Tuuli / The Wind, 2001 - 2002

Master digital Betacam, Pal, couleur, son, durée 14'20" et 3 DVD Pal de diffusion en boucle de 59'


Eija-Liisa Ahtila's installation entitled The Wind is presented in a large space whose walls and floors are entirely covered by a specific red shade chosen by the artist. Spectators face 3 large video screens installed side by side. Each screen reflects a different point of view of the same action. Through this procedure, the spectators stay alert, since they are continually obliged to choose which screen to watch.

In 2000, Ahtila conducted a series of interviews with 7 young women, each suffering from a different mental pathology. From this documentary material, she created 5 fictional characters that she presented in a number of works: in 2001, The Present, an installation of 5 videos each lasting 2 minutes, and in 2002, Love is a Treasure, a 55 minute film and 2 video installations each 11 minutes long: The House and The Wind.

The Wind explores the psychosis of Susana, a young Finnish woman played by Marjaana Kuusniemi.
In her apartment littered with objects, Susana gradually succumbs to her inner demons: paranoia with respect to the outside world, anxiety, and dysmorphophobia. These feelings have physical repercussions on the heroine: she compulsively bites her nails, giving herself the illusion of controlling her anger and destroying the objects around her.

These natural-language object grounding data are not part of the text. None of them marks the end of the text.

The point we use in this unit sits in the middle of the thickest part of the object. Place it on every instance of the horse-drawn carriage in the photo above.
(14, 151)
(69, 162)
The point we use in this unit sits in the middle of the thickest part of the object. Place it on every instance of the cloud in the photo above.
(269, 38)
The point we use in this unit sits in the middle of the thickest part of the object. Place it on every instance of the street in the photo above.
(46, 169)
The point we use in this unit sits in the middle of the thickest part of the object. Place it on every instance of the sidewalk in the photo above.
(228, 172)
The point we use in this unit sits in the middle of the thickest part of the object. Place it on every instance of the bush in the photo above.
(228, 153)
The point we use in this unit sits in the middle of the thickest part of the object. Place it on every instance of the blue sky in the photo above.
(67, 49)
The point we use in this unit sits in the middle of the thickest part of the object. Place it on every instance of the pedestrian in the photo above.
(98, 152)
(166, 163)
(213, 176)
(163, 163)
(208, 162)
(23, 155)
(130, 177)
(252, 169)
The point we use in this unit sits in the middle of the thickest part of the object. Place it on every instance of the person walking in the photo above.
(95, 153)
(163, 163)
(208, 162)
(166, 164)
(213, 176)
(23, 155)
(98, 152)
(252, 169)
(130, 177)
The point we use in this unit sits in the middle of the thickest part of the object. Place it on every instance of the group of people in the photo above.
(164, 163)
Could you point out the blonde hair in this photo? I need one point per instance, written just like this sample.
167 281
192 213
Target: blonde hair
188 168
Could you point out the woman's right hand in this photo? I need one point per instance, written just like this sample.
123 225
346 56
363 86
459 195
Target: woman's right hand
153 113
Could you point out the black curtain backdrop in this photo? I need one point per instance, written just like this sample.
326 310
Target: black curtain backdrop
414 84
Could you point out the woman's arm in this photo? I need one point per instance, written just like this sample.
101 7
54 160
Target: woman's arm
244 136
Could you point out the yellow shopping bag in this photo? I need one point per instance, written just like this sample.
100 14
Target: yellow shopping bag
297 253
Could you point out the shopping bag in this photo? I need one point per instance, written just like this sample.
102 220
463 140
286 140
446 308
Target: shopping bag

External characters – real or imagined – intervene in this sealed-off world: a young man enters, performing absurd actions and winds up refusing Susana's advances. A group of aggressive girls invades the living room. The spectator comes to doubt the reality of her protagonists: could they be reminiscences from Susana's past?

A long inner monologue manifested by Susana's voiceover follows the short dialogues with the young man. This inner monologue gives substance to the young woman's uncontrollable stream of consciousness.

A violent wind gradually devastates the young woman's apartment, acting as a metaphor for the madness slowly taking over her mind. There is no indication of its origins: the window is not open and the fan installed in the corner of the room could not produce this level of chaos.

Susana behaves in an increasingly unusual way and ends up climbing along the wall of her bedroom, adopting the position of a gargoyle. The director introduces an imaginary action into Susana's realistic world, as though to symbolise the moment of transition into the world of madness.
Eija-Liisa Ahtila implies a parallel between the mechanisms of Susana's psychosis and the narration of her story: she plays on radical chronological breaks, repetitions of certain scenes, and uncertainty with respect to the reality of the characters. She wants the spectators to empathise emotionally with the process of mental degradation of a psychotic individual.